From what the breeder can see and experience the dog is going to be of show quality.
the breeder does show and has previously been on crufts. 
i'm getting kc reg as i want to have a go at showing. 
the breeder is charging £450
im thinking that he will grow out of the long haired bit as i want a smooth. 
the breeder has never had a long coat out of the line but she said his hair is long then the previous and the littermates so she thinks he could be long coated. i wouldn't know if the parents carry the long hari genes because i didn't previously know about it.
about the mixed breed, i dont want him to look like he is half smooth and half long. i know no matter what i will love him but i would prefer he was smooth. 
i know there are two types of chihuahua, my ex boyfirend had two, one smooth and one long, so i know a bit about chihuahuas.


----------



## samantha_wants_a_chi (Dec 20, 2005)

forget to add bella is lovely


----------



## Tucker-N-Jasper (Aug 6, 2005)

Jasper has a much fuller puppy coat than Tucker did... Tucker's dad is a Ch. with a very full and long black and white coat. Mom is medium coat more fringy than long.. Tucker at 11mos is thick coat but not very long, lots of fringe. 

Jasper on the other hand has parents who are both short coat, all of his littermates were short coat and Jasper is the fluffiest thing I've ever seen. I'm expecting his long coat to be very full (he's as ful and fluffy as a little kitten). He hasn't started to blow his puppy fur yet so we have a long wait to go to find out.. He's 13wks now.


----------



## samantha_wants_a_chi (Dec 20, 2005)

well i just got to wait and see how he comes out, his colouring sounds beautiful


----------



## lalaNlucky (Jan 10, 2006)

but there aren't two types of chihuahuas, there is ONE
& it's called a chihuahua, there are just different breed characteristics a dog could have
pointier noise, rounder face, floppy ears, straight ears, long coat, smooth coat..and what not..just like other breeds.
just don't want you to be confused that there are actually different kinds of chihuahuas, aside from different physical options.


----------



## samantha_wants_a_chi (Dec 20, 2005)

but no one said there was two different types


----------



## ~Jessie~ (Oct 30, 2005)

There are actually 2 types of chihuahua- longcoated and smooth coated.

Here is a good site for chihuahua coat genetics:

http://www.prouxchihuahuas.com/id61.html


----------



## *Sarah* (Apr 19, 2005)

Just curious whats the kennel? As I said before there is a very slim chance of getting a l/c from 2 s/c in this country it does happen but rarely and I'm not sure if they can register the pup as l/c if the parents are s/c thats something I'd definately ask first but as for a show quality pup at under a week old how can a breeder say they are? they cant tell the bite at that age or tail carriage or even if the pup has movement problems thats something I cant understand but good luck anyway.
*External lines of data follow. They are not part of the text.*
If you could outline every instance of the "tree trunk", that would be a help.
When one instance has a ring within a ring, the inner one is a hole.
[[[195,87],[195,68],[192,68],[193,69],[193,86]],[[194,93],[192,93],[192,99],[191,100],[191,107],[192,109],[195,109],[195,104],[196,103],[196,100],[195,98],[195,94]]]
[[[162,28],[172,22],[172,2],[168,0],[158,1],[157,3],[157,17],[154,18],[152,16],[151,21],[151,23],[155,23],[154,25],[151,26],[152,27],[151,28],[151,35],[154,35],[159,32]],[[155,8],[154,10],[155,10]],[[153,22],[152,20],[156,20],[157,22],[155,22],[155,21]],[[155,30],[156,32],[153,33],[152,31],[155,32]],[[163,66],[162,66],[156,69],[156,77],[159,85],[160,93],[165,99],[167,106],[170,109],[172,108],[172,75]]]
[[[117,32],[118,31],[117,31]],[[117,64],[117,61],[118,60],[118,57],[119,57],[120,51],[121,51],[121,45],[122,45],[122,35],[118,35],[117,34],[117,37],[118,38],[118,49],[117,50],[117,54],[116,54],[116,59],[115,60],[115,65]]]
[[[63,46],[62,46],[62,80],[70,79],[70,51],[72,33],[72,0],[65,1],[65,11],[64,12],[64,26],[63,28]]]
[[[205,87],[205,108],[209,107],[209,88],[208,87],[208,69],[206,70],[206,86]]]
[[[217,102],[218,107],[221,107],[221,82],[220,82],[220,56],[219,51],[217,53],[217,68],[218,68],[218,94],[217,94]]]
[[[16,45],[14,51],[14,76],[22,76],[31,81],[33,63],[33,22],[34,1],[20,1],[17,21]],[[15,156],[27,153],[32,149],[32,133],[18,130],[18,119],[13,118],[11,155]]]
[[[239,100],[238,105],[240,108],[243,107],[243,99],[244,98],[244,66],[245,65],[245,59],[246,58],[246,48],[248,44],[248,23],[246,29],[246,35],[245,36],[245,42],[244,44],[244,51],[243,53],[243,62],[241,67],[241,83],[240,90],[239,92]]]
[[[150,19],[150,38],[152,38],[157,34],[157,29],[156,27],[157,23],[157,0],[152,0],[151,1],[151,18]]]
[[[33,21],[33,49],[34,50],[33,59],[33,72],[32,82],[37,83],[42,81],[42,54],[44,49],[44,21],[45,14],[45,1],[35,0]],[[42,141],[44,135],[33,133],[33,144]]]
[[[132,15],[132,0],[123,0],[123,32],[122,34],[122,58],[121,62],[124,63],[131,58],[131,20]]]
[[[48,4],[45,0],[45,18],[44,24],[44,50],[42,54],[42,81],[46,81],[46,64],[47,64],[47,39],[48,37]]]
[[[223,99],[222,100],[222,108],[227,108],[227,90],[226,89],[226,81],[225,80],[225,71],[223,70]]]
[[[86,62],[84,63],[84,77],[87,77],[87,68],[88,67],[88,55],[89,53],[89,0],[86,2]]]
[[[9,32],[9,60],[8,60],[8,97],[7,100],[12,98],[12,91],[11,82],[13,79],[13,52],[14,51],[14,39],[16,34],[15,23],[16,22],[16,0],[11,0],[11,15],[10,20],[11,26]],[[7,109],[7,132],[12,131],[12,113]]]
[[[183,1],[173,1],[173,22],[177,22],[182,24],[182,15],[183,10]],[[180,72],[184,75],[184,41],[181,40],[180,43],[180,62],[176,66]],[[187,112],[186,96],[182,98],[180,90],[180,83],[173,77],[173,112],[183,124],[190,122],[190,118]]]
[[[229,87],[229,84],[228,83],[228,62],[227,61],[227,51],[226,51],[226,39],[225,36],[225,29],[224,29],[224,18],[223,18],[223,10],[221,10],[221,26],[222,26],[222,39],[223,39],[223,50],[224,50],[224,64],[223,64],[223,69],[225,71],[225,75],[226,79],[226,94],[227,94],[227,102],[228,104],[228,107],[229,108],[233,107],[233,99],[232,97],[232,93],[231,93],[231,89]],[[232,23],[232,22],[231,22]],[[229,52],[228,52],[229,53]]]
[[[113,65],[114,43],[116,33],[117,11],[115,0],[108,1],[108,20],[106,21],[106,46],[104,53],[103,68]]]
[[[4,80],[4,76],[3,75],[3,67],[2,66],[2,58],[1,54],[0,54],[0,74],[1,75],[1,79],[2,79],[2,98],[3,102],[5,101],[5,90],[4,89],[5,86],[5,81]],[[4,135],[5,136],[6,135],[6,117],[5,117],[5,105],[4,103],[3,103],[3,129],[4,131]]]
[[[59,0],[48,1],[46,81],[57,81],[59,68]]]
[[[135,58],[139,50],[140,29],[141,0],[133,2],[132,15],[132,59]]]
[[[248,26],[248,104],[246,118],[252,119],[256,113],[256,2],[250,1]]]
I know people who have pups from the top show kennels not every puppy they breed is show quality as there could be a slight fault and thats why all show kennels keep pups they are considering showing till they are 6 months by that age they have a pretty good idea how a dog will turn out and how the bite, coat, movement, tail carriage, weight and proportions will be.


----------



## samantha_wants_a_chi (Dec 20, 2005)

thanks jessie for that site that really help us as we now know that it is possible and that a cross breeding has not occured
as i siad early about show quality, the breeder said she believes he will be of good show quality however she hasnt confirm he is show quality but she said he has a perfect dome shaped head.


----------



## *Sarah* (Apr 19, 2005)

As I said check with the Kennel club that the pup can be registered if it's l/c from smooth parents as on that I'm unsure bear in mind thats an american site and they cross the coats over there unlike over here where they are registered separately. Stitch has a domed head but his bite and tail carriage is wrong (he has a short tail) but he looked show quality till he was 7 weeks old. Just dont pay more for a show potential pup at such a young age as no breeder can be completly sure.


----------



## Gypsy (Feb 13, 2006)

I didn't mean it wasn't possible to get a longcoat from two shortcoats. It happens quite often in the US, mom's had a few of our shortcoat breedings result in longcoats, I just thought in the UK they didn't allow breeding a lc and a sc so it shouldn't be in the genetics of the shorts.. 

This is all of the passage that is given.